While we've focused on tools in our discussion above, many experts suggest that business intelligence is really an organizational process as much as it is a set of technologies. Having the right team is critical in moving the firm from goal setting through execution and results.


Artificial Intelligence

Data mining has its roots in a branch of computer science known as artificial intelligence (or AI). The goal of AI is create computer programs that are able to mimic or improve upon functions of the human brain. Data mining can leverage neural networks or other advanced algorithms and statistical techniques to hunt down and expose patterns, and build models to exploit findings.

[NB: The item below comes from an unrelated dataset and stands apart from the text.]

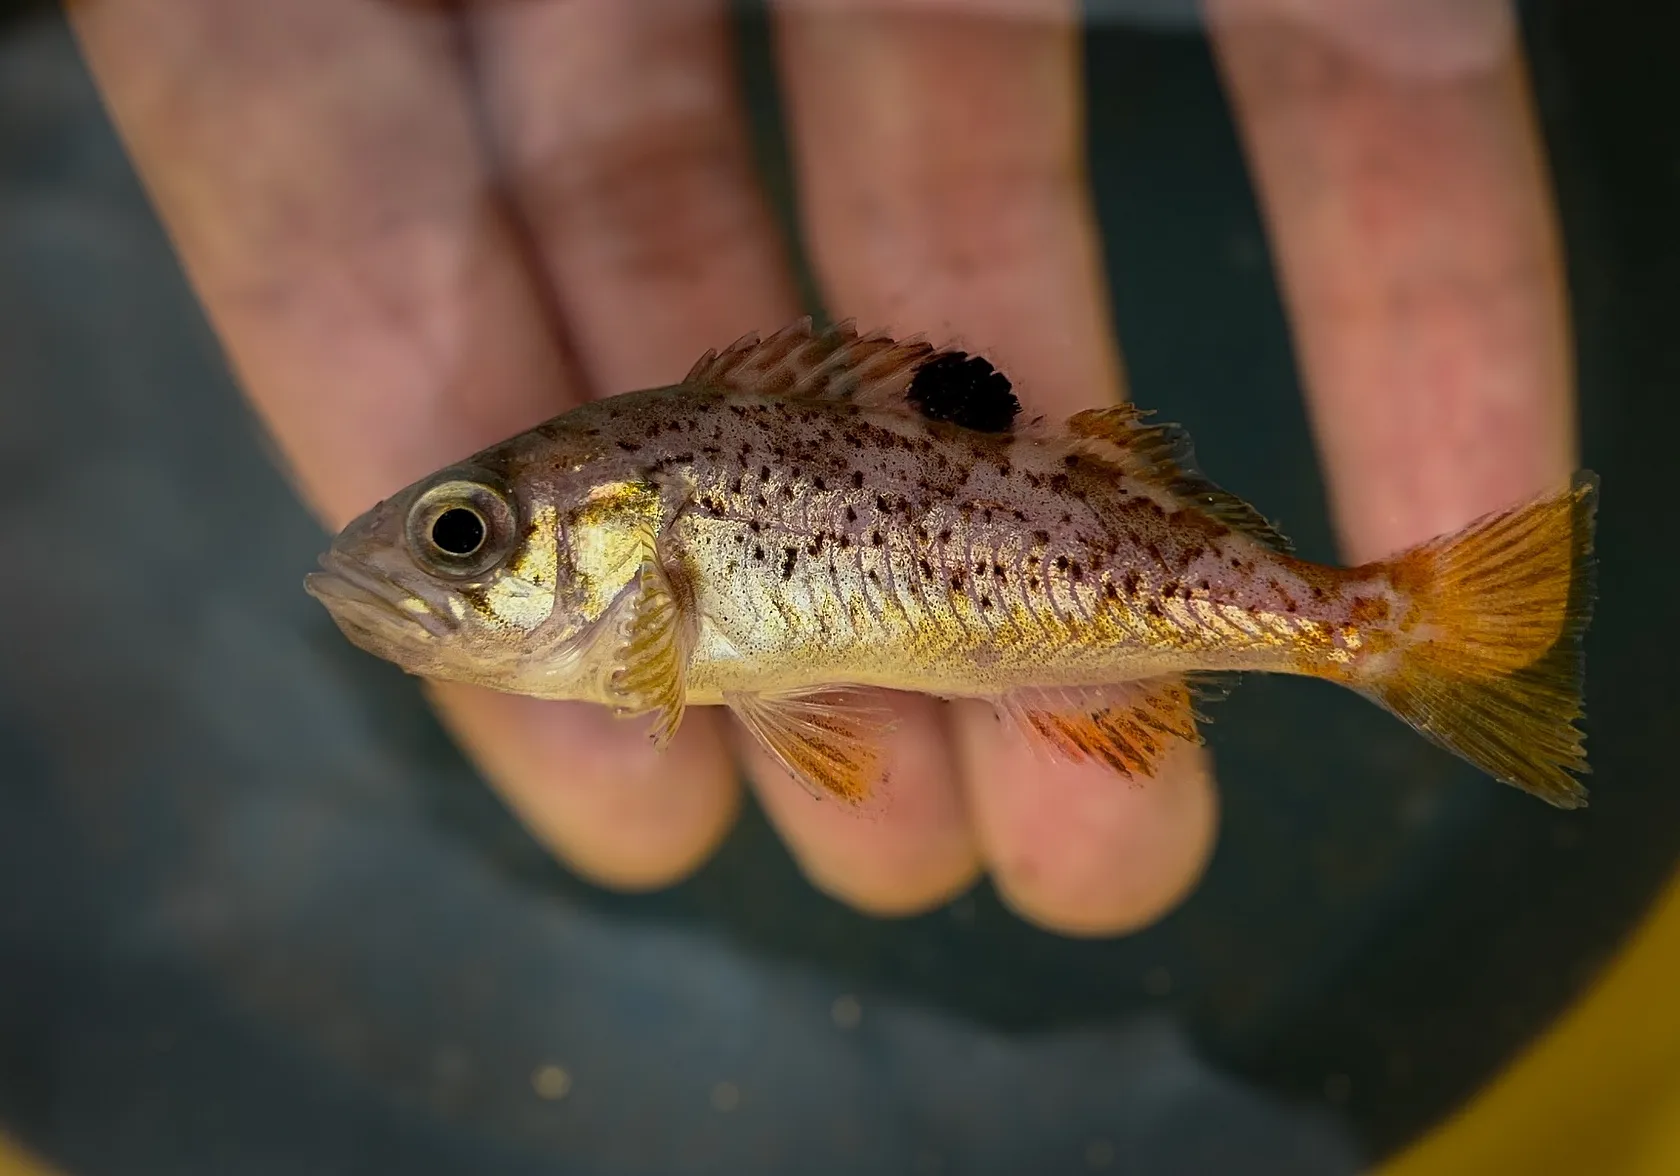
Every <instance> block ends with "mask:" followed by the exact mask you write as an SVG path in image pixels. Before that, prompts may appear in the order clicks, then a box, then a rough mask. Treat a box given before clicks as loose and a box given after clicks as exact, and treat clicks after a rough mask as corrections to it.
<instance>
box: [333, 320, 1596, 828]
mask: <svg viewBox="0 0 1680 1176" xmlns="http://www.w3.org/2000/svg"><path fill="white" fill-rule="evenodd" d="M1594 491H1596V479H1594V475H1591V474H1586V472H1583V474H1579V475H1578V477H1576V479H1574V482H1572V486H1571V487H1569V489H1564V491H1561V492H1556V494H1552V496H1547V497H1541V499H1536V501H1532V502H1529V504H1525V506H1519V507H1514V509H1509V511H1504V512H1499V514H1492V516H1487V517H1483V519H1480V521H1477V522H1472V524H1470V526H1468V528H1465V529H1463V531H1460V533H1457V534H1452V536H1445V538H1440V539H1435V541H1431V543H1425V544H1421V546H1418V548H1413V549H1410V551H1406V553H1403V554H1398V556H1394V558H1391V559H1384V561H1379V563H1369V564H1364V566H1359V568H1346V570H1344V568H1331V566H1322V564H1314V563H1304V561H1300V559H1295V558H1292V556H1290V554H1289V544H1287V541H1285V539H1284V538H1282V536H1280V534H1278V533H1277V531H1273V529H1272V526H1270V524H1267V521H1265V519H1263V517H1262V516H1260V514H1258V512H1257V511H1255V509H1253V507H1250V506H1248V504H1245V502H1242V501H1240V499H1236V497H1233V496H1230V494H1226V492H1223V491H1220V489H1218V487H1216V486H1213V484H1211V482H1208V480H1205V479H1203V477H1201V475H1200V474H1196V472H1194V470H1193V467H1191V462H1189V447H1188V444H1186V440H1184V437H1183V433H1179V432H1178V430H1176V428H1171V427H1164V425H1152V423H1146V418H1144V413H1141V412H1139V410H1137V408H1132V407H1129V405H1117V407H1112V408H1094V410H1089V412H1082V413H1077V415H1075V417H1072V418H1070V420H1067V422H1065V423H1043V422H1033V423H1028V422H1023V420H1020V405H1018V402H1016V398H1015V395H1013V391H1011V388H1010V381H1008V380H1006V378H1005V376H1003V375H1001V373H998V371H996V370H993V368H991V365H988V363H986V361H984V360H981V358H978V356H968V354H964V353H961V351H939V349H936V348H932V346H929V344H927V343H922V341H916V339H912V341H895V339H890V338H885V336H879V334H874V336H862V338H860V336H858V334H857V333H855V331H853V329H852V328H850V324H842V326H838V328H832V329H827V331H813V329H811V324H810V321H808V319H805V321H800V323H796V324H793V326H791V328H786V329H783V331H780V333H778V334H774V336H771V338H768V339H763V341H759V339H758V338H756V336H748V338H746V339H741V341H739V343H736V344H734V346H731V348H727V349H726V351H722V353H721V354H717V353H711V351H709V353H707V354H706V356H702V358H701V361H699V363H697V365H696V366H694V370H692V371H690V373H689V375H687V376H685V378H684V380H682V383H679V385H672V386H669V388H654V390H647V391H637V393H628V395H622V396H613V398H610V400H601V402H596V403H590V405H583V407H580V408H575V410H571V412H568V413H564V415H561V417H558V418H554V420H549V422H548V423H544V425H539V427H536V428H533V430H529V432H526V433H522V435H519V437H514V438H512V440H507V442H504V444H501V445H496V447H491V449H487V450H484V452H480V454H477V455H474V457H469V459H467V460H464V462H462V464H459V465H452V467H449V469H445V470H442V472H438V474H433V475H432V477H427V479H423V480H420V482H415V484H413V486H410V487H408V489H405V491H400V492H398V494H395V496H393V497H390V499H386V501H385V502H380V504H378V506H375V507H373V509H371V511H368V512H366V514H363V516H361V517H360V519H356V521H354V522H351V524H349V526H346V528H344V531H343V533H341V534H339V536H338V539H336V541H334V543H333V546H331V549H329V551H328V553H326V554H324V556H323V559H321V564H323V571H319V573H314V575H311V576H309V578H307V585H306V586H307V590H309V591H311V593H312V595H314V596H316V598H319V600H321V601H323V603H324V605H326V606H328V610H329V612H331V613H333V618H334V620H336V622H338V625H339V628H341V630H343V632H344V633H346V635H348V637H349V640H351V642H354V643H356V645H360V647H361V648H365V650H368V652H371V654H376V655H378V657H385V659H390V660H391V662H396V664H398V665H402V667H403V669H407V670H408V672H412V674H418V675H423V677H430V679H450V680H457V682H474V684H479V685H486V687H492V689H497V690H507V692H514V694H531V696H536V697H544V699H581V701H590V702H600V704H605V706H610V707H613V709H615V711H617V712H620V714H625V716H635V714H650V716H654V738H655V739H659V741H664V739H669V738H670V732H672V731H675V727H677V722H679V721H680V717H682V711H684V707H685V706H697V704H714V706H716V704H722V706H727V707H729V709H731V711H732V712H734V714H736V717H739V719H741V721H743V722H744V724H746V727H748V729H749V731H751V732H753V734H754V736H756V738H758V739H759V741H763V744H764V746H766V748H768V749H769V751H771V753H773V754H774V756H776V759H780V761H781V764H785V766H786V768H788V771H790V773H793V774H795V776H796V778H800V780H801V781H803V783H805V785H806V786H808V788H811V790H813V791H816V793H820V795H823V793H827V795H833V796H840V798H845V800H853V801H857V800H862V798H865V796H867V795H869V793H870V788H872V786H874V785H875V783H877V780H879V774H880V766H882V764H880V756H879V748H880V736H882V732H884V729H885V726H887V724H889V722H890V716H889V712H887V711H885V707H884V706H882V704H880V697H882V696H879V694H877V690H879V689H882V687H885V689H897V690H916V692H924V694H932V696H939V697H946V699H951V697H974V699H988V701H991V702H993V704H995V706H996V707H998V709H1000V712H1003V714H1006V716H1010V717H1011V719H1015V721H1016V722H1018V724H1020V726H1021V729H1023V731H1026V732H1028V734H1030V736H1035V738H1038V739H1042V741H1043V743H1045V744H1047V746H1048V748H1050V749H1052V751H1055V753H1060V754H1063V756H1068V758H1075V759H1077V758H1094V759H1097V761H1102V763H1105V764H1109V766H1110V768H1114V771H1117V773H1121V774H1124V776H1147V774H1151V773H1152V769H1154V764H1156V761H1159V758H1161V756H1163V754H1164V753H1166V751H1168V749H1169V748H1171V746H1173V744H1174V743H1176V741H1179V739H1189V741H1196V739H1198V734H1196V726H1194V716H1193V709H1191V704H1193V694H1194V689H1193V687H1194V679H1198V677H1200V675H1205V674H1208V672H1221V670H1267V672H1277V674H1309V675H1314V677H1322V679H1329V680H1332V682H1339V684H1342V685H1346V687H1351V689H1354V690H1359V692H1361V694H1364V696H1366V697H1369V699H1371V701H1374V702H1378V704H1379V706H1384V707H1386V709H1389V711H1391V712H1394V714H1396V716H1399V717H1401V719H1404V721H1406V722H1408V724H1411V726H1413V727H1415V729H1418V731H1420V732H1423V734H1425V736H1428V738H1430V739H1433V741H1435V743H1438V744H1441V746H1445V748H1448V749H1450V751H1453V753H1457V754H1460V756H1463V758H1465V759H1468V761H1470V763H1473V764H1475V766H1477V768H1480V769H1482V771H1485V773H1488V774H1490V776H1495V778H1499V780H1502V781H1505V783H1510V785H1515V786H1519V788H1524V790H1527V791H1530V793H1534V795H1537V796H1541V798H1544V800H1547V801H1551V803H1552V805H1557V806H1562V808H1572V806H1579V805H1584V803H1586V791H1584V790H1583V788H1581V785H1579V783H1578V781H1576V780H1574V778H1572V773H1584V771H1586V769H1588V768H1586V756H1584V753H1583V746H1581V732H1579V731H1578V729H1576V727H1574V726H1572V724H1574V721H1576V719H1578V717H1579V716H1581V672H1583V652H1581V638H1583V633H1584V630H1586V625H1588V618H1589V606H1591V596H1593V583H1591V580H1593V561H1591V538H1593V509H1594V497H1596V494H1594Z"/></svg>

Expert systems are AI systems that leverage rules or examples to perform a task in a way that mimics applied human expertise. Expert systems are used in tasks ranging from medical diagnoses to product configuration.

Genetic algorithms are model building techniques where computers examine many potential solutions to a problem, iteratively modifying (mutating) various mathematical models, and comparing the mutated models to search for a best alternative. Genetic algorithms have been used to build everything from financial trading models to handling complex airport scheduling, to designing parts for the international space station.

While AI is not a single technology, and not directly related to data creation, various forms of AI can show up as part of analytics products, CRM tools, transaction processing systems, and other information systems.